In the United States and the EU, core priorities of their respective antitrust/competition law regimes are the use and licensing of IP, which is recognized as an important bundle of rights that should permit the owner to exploit fully those rights just as is the case for other forms of property. While one important aspect of IP is the exclusive right to the property, such exclusivity is now widely seen as not conferring, per se, market power on the rights holder. The antitrust/competition law significance of IP rights must be judged in the context of a properly defined relevant market. The United States and the EU both regulate the licensing of IP rights and share similar concerns about certain licensing practices that are deemed illegal per se (U.S. Department of Justice and Federal Trade Commission, Antitrust Enforcement and Intellectual Property Rights (April 2007); Commission Regulation (EC) No. 772/2004 of 27 April 2004 on the application of Article 81(3) of the Treaty to categories of technology transfer agreements Official Journal L 123, 27.04.2004, p. 11-17; Commission Notice — Guidelines on the application of Article 81 of the EC Treaty to technology transfer agreements Official Journal C 101, 27.04.2004, p. 2-42; Article 55 of the China Antitrust Law and Article 5, 8, 9, 10, 14 of China Anti-Unfair Competition Law). Issues of the enforcement of IP rights have risen to the top of the agendas of enforcement authorities in light of issues like reverse settlements alleged to keep generic drugs from the market, patent hold-ups in standard setting contexts that raise issues of unfair exploitive and exclusionary abuses, and discriminatory pricing of IP-based products. However, in China, IP rights are not specifically subject to special treatment under its antitrust law. Chinese IP laws and regulations protect the lawful exercise of the IP rights by right owners.
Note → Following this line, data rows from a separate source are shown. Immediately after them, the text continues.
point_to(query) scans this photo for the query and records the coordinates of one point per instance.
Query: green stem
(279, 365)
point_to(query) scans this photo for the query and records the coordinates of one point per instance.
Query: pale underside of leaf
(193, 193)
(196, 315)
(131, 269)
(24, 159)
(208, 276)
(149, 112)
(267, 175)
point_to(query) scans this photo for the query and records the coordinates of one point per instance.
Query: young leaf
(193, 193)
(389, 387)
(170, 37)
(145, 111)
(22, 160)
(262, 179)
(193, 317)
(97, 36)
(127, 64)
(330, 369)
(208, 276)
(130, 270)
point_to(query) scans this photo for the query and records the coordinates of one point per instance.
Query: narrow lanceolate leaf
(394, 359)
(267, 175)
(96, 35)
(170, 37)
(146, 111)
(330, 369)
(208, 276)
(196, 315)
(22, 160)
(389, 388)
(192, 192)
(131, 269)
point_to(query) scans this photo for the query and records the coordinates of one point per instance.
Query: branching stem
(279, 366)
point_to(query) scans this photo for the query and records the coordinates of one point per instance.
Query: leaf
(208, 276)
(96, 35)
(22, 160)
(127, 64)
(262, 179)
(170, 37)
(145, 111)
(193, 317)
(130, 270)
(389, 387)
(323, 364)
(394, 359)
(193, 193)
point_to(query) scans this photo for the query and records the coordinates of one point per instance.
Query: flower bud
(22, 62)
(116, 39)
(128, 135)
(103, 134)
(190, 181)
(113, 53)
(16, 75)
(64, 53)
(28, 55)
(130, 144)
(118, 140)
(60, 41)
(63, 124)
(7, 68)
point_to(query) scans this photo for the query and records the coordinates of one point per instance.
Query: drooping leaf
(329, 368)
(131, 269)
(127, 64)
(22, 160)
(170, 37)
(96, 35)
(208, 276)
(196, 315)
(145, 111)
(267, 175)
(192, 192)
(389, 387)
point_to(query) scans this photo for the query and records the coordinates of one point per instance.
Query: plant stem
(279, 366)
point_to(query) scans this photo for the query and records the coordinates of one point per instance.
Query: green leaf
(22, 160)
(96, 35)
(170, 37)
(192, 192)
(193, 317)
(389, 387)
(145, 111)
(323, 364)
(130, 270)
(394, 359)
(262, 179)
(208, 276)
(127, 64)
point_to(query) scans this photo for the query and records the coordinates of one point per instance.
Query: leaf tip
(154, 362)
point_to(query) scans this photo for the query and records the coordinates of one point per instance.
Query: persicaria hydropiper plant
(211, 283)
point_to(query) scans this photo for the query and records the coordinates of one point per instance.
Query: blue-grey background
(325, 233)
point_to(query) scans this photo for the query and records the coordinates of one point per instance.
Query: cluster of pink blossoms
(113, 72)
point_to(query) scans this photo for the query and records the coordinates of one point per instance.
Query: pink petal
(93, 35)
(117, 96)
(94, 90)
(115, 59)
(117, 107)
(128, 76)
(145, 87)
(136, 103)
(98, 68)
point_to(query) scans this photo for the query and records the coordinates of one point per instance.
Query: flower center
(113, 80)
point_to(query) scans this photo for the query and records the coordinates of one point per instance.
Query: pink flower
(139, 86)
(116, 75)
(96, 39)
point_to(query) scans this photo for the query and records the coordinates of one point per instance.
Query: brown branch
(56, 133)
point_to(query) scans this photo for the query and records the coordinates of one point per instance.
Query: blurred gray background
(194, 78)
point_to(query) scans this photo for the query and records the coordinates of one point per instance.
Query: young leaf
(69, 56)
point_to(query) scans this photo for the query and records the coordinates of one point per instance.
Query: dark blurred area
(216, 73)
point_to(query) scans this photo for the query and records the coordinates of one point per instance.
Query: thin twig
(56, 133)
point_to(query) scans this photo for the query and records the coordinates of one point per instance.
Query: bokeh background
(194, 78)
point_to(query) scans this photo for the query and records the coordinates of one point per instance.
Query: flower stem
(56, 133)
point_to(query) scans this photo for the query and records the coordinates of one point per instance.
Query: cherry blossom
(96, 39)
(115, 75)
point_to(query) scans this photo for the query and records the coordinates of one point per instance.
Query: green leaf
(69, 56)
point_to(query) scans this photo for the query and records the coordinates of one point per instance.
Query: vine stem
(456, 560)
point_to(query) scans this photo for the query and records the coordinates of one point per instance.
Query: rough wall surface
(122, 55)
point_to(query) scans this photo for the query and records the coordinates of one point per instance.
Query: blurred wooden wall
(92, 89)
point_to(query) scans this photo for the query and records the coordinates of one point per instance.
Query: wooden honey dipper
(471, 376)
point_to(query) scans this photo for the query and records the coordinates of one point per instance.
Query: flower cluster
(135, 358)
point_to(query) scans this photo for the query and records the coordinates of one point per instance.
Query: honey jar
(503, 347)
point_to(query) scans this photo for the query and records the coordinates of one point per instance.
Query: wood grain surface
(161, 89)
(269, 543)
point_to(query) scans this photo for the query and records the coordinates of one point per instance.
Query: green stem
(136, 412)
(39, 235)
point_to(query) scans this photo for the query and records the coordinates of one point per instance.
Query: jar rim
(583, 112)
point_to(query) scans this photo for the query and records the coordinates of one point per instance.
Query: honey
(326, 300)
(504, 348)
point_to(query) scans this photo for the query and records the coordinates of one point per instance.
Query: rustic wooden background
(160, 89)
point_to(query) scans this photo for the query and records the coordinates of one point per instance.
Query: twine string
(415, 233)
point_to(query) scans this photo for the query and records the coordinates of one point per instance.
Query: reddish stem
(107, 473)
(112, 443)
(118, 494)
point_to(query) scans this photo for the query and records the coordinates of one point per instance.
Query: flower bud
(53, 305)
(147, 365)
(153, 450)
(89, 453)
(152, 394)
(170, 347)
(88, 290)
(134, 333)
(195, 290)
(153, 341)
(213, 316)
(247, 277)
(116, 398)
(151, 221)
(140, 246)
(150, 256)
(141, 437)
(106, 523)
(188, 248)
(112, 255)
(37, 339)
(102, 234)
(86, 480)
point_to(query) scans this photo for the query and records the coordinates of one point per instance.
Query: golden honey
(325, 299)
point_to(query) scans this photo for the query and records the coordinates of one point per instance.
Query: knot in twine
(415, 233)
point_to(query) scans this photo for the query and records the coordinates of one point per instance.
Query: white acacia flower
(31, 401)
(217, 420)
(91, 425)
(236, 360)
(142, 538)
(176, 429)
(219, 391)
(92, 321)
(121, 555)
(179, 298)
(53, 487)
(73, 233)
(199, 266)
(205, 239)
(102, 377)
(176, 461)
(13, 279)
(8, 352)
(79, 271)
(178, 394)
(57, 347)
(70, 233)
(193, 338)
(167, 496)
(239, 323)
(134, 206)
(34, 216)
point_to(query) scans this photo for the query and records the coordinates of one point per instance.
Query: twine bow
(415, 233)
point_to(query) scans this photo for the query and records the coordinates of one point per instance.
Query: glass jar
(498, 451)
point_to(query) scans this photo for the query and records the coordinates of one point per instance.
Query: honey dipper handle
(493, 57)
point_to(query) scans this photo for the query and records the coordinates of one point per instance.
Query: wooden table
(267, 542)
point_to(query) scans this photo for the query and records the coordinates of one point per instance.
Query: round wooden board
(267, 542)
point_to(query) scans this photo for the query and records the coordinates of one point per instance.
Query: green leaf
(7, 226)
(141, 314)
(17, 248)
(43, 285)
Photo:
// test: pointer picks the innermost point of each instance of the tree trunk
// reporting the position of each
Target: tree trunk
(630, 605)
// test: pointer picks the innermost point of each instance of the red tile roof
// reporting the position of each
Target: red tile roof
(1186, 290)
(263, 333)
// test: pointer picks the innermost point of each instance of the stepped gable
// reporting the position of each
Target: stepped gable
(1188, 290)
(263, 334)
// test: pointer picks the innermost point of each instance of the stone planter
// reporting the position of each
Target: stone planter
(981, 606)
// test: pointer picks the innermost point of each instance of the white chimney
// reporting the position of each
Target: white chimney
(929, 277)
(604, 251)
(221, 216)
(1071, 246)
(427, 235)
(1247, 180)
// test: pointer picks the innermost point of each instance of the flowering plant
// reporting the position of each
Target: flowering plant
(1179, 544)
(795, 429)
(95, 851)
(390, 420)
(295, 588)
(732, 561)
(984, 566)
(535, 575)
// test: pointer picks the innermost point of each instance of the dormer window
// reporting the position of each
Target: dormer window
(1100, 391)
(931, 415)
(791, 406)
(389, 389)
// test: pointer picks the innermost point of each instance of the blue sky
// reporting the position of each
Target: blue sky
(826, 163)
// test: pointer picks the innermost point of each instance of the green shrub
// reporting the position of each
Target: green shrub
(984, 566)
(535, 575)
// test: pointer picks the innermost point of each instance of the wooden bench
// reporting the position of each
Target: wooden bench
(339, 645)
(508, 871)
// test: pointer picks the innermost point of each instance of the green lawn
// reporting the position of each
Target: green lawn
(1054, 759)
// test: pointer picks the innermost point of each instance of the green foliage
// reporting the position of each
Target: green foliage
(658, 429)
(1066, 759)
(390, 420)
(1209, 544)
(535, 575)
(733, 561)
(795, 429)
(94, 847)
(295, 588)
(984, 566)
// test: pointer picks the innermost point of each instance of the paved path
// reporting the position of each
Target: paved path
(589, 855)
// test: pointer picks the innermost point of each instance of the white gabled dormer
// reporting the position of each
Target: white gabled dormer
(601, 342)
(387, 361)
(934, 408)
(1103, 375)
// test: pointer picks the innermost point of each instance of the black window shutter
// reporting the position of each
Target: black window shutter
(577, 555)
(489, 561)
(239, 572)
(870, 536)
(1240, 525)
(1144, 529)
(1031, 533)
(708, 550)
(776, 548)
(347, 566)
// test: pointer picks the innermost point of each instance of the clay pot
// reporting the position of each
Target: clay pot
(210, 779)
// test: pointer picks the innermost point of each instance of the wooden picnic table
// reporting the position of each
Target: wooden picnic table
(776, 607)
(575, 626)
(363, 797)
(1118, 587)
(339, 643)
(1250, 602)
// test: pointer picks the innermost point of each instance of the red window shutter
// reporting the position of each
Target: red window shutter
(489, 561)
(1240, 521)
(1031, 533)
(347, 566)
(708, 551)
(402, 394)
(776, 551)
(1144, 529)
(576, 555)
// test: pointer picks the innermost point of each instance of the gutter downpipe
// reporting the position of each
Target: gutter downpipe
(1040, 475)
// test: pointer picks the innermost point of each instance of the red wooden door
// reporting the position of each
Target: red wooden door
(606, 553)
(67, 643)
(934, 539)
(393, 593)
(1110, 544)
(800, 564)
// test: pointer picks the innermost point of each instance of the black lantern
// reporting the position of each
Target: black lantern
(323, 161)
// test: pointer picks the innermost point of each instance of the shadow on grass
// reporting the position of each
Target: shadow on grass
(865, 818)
These laws and regulations prohibit the abuse of IP rights when such abuse eliminates or restricts market competition or constitutes unfair competition.
While the antitrust/competition laws and related enforcement regimes in the United States, the EU, and China will always each have unique aspects reflecting their differing histories, cultures and, economies, there are, as discussed above, many similar policies and priorities are found in all three jurisdictions.